FIG. 1 is a plan view showing a current detection low resistor according to an embodiment of the present invention.

FIG. 2 is a side view of FIG.

3A and 3B are views for explaining a method of manufacturing the current detection low resistor according to the embodiment of the present invention, wherein FIG. 3A is a rear view, FIG. 3B is a side view, and FIG. FIG. 3C is a plan view.

FIG. 4 is a plan view showing a current detection low resistor according to another embodiment of the present invention.

FIG. 5 is a side view of FIG. 4;

FIG. 6 is a diagram for explaining a method of manufacturing a current detection low resistor according to another embodiment of the present invention.
6 (a) to 6 (c) are plan views, FIG. 6 (d) is a cross-sectional view, FIG. 6 (e) is a rear view, FIG. 6 (f) is a cross-sectional view, and FIG. 6 (g) is a side view. .

FIG. 7 is a side view showing a conventional low resistor for current detection.

[Explanation of symbols]

 1, 21 Low resistance for current detection 2 Metal resistor 3 Groove (recess) 4, 24 Electrode pad 5, 25 Connection electrode 11, 31 Metal plate (Metal resistor material) 12, 13 Resist pattern 32 Plating For film mask

Continued on the front page (72) Inventor Katsumi Takagi 14016 Nakaminowa, Minowa-machi, Kamiina-gun, Nagano Prefecture Inside the Koa Co., Ltd. Person Hiroshi Kato 14016 Nakaminowa, Minowa-cho, Kamiina-gun, Nagano Prefecture F-term (reference) 5E028 AA10 BA21 BB01 CA02 DA04 JA00 JB00 JC03 JC06 5E032 AB10 BA21 BB01 CA02 CC11 CC14 5E033 AA00 BC07 BD01 BG03 BH01

Claims (4)

[Claims] 1. A central portion of a rear surface of a plate-shaped metal resistor is cut to form a recess, a pair of bonding electrode pads are formed at both ends of the front surface, and a pair of bonding electrode pads are formed at both ends of the rear surface adjacent to the recess.

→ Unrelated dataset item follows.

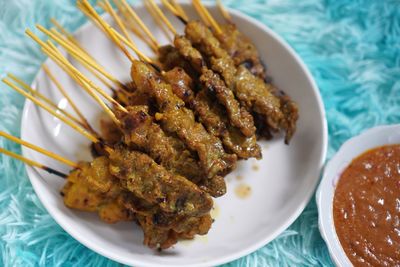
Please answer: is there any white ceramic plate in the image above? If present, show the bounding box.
[316,124,400,267]
[22,2,327,266]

A low resistance for current detection, wherein a connection electrode is formed. 2. After forming a resist pattern on each of the front and back surfaces of the plate-shaped metal resistor material, electrolytic plating is performed to form a pair of electrode pads on the front surface side and a pair of connection electrodes on the back surface side. A method for manufacturing a low-resistance resistor for current detection, characterized in that a concave portion is formed by cutting a portion between the pair of connection electrodes in the metal resistor material. 3. A plating film mask is formed on each of the front and back surfaces of a plate-shaped metal resistor material, and then electrolytic plating is performed to form a pair of electrode pads on the front side and a pair of connection electrodes on the back side. Forming a recess between the pair of connection electrodes in the metal resistor material to form a concave portion. 4. The current detection low resistor according to claim 1, wherein said pair of electrode pads are formed by applying copper plating and further applying nickel plating.